Regional Trends in Age Group Demographics

Intriguingly, the states with the biggest proportions of senior citizens were typically not the same as the states with the largest actual numbers of elderly. Exceptions to this were Pennsylvania, where 16 percent were 65 years and above, and Florida, where 19 percent were elderly. These two states were among the top 10 in terms of both total numbers and relative percentages of elderly, which were attributed to a net positive immigration of elderly greater than that seen among younger persons. Indeed, the younger generation’s migration patterns across the US have often been quite contrary to those seen in the older population.

The variations in each of the states’ age profiles are identified mainly by migration and fertility, especially since mortality rates are more or less uniform across the states.
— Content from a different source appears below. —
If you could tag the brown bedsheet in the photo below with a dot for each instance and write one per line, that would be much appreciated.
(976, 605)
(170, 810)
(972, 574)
Furthermore, even though the southern states are considered alluring for people who are moving on to retirement, the Midwest and the Northeast states do have the highest percentages of elderly relative to their total populations.

 

Percentage Of Elderly Population per State

Rank

State

Percentage of population over 65 years old

1

Florida

19.06 %

2

Maine

18.24 %

3

West Virginia

17.78 %

4

Vermont

17.02 %

5

Pennsylvania

16.69 %

6

Montana

16.62 %

7

Delaware

16.43 %

8

Hawaii

16.07 %

9

Oregon

15.97 %

10

Arizona

15.90 %

11

Rhode Island

15.84 %

12

Iowa

15.79 %

13

New Hampshire

15.79 %

14

South Carolina

15.76 %

15

Arkansas

15.68 %

16

Ohio

15.50 %

17

Connecticut

15.44 %

18

Michigan

15.44 %

19

Alabama

15.39 %

20

Missouri

15.37 %

21

New Mexico

15.25 %

22

Wisconsin

15.21 %

23

South Dakota

15.16 %

24

Tennessee

15.07 %

25

Massachusetts

15.06 %

26

Kentucky

14.80 %

27

North Carolina

14.69 %

28

New Jersey

14.68 %

29

New York

14.66 %

30

Oklahoma

14.48 %

31

Nebraska

14.39 %

32

Idaho

14.38 %

33

Kansas

14.38 %

34

Indiana

14.27 %

35

Mississippi

14.27 %

36

Minnesota

14.25 %

37

North Dakota

14.16 %

38

Nevada

14.11 %

39

Washington

14.06 %

40

Illinois

13.88 %

41

Virginia

13.78 %

42

Maryland

13.76 %

43

Wyoming

13.75 %

44

Louisiana

13.57 %

45

California

12.87 %

46

Colorado

12.69 %

47

Georgia

12.37 %

48

Texas

11.49 %

49

Utah

10.02 %

50

Alaska

9.49 %

** District of Columbia – Washington ….The population 60 years since 2006 (first year of the baby boomers) has been steadily increasing almost 2 percent per year. If current city demographic trends continue the senior population will see the greatest growth from both ends of the age continuum; youngest seniors (age 60-69) and oldest (85 years of age and older) seniors. It is projected by 2015, almost 17 percent of the population could be at least 60 years of age and older, that is one out of every seven residents.